Restrict Account Sharing

Many sites offering subscriptions to their customers do so with a limitation on the number of sessions a User may have at one time. This reduces oversharing of accounts and access to premium content.

With this in mind, Zephr created two features – one looking at Registered Users, and one looking at Anonymous Users.

For Registered Users, Zephr offers a configurable setting to limit account sharing and the number of active sessions an account can have at one time.

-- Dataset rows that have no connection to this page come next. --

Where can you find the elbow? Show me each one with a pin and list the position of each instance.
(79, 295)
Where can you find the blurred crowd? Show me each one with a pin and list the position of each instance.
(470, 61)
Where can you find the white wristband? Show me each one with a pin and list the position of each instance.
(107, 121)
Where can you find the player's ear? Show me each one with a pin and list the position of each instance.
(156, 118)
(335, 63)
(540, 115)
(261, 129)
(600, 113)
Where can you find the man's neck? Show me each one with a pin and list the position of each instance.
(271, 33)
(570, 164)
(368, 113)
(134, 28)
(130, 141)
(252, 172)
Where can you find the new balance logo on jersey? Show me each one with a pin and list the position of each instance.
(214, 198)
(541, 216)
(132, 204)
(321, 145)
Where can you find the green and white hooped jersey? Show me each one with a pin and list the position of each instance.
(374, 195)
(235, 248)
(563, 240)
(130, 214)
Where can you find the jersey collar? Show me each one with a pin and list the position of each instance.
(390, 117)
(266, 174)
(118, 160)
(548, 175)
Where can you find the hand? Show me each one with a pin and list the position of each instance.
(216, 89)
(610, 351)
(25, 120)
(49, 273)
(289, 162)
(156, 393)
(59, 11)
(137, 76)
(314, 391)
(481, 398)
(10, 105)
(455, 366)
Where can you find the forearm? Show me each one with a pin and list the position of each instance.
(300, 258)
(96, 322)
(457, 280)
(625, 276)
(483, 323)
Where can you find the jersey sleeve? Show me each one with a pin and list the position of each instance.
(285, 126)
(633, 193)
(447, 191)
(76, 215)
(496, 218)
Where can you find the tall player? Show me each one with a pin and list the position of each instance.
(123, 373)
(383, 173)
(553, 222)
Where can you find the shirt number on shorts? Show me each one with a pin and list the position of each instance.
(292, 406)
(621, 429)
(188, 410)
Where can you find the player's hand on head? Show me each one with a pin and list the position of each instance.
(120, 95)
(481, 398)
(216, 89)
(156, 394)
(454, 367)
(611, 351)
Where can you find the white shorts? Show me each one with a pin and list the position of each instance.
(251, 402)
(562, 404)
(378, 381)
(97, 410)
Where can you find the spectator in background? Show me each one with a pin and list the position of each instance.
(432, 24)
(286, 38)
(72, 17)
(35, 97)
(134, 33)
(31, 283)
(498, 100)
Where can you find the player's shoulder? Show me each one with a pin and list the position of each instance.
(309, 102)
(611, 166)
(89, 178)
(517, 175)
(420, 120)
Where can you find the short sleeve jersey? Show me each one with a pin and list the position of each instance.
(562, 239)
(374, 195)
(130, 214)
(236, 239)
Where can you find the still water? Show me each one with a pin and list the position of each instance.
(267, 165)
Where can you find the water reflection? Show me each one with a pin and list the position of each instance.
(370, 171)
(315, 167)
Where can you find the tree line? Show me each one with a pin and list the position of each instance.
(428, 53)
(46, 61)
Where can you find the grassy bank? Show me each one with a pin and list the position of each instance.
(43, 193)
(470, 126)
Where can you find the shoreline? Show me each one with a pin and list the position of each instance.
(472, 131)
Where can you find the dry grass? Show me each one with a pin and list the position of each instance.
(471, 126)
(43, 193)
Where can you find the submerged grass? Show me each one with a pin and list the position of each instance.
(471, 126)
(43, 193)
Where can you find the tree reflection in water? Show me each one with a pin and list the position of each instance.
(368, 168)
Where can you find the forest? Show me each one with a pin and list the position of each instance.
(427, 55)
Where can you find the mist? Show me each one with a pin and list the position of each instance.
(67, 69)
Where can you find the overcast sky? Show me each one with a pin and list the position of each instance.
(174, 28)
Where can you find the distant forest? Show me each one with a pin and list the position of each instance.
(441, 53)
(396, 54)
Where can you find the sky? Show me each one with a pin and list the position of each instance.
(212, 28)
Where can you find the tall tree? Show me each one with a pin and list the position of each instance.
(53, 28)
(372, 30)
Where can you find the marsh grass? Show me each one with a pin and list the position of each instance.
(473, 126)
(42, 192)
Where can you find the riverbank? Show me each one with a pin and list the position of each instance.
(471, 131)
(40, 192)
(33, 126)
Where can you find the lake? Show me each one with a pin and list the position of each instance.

For Anonymous Users, Zephr allows you to use browser fingerprinting, helping to avoid additional grants to content for users who clear their cache to reset their session.

Restrict Concurrent User Sessions

In Zephr, a session is created each time you log in to your website and is specific to the browser and device you use for that login. Zephr Sessions last for one year, unless you actively logout. So, for example, while you may currently be reading your site in Chrome on your desktop, you may also have an active session on your mobile device, from logging in a few weeks ago. In this case, you would have two active Zephr sessions. Restricting Concurrent User Sessions allows you to limit the number of sessions available per user.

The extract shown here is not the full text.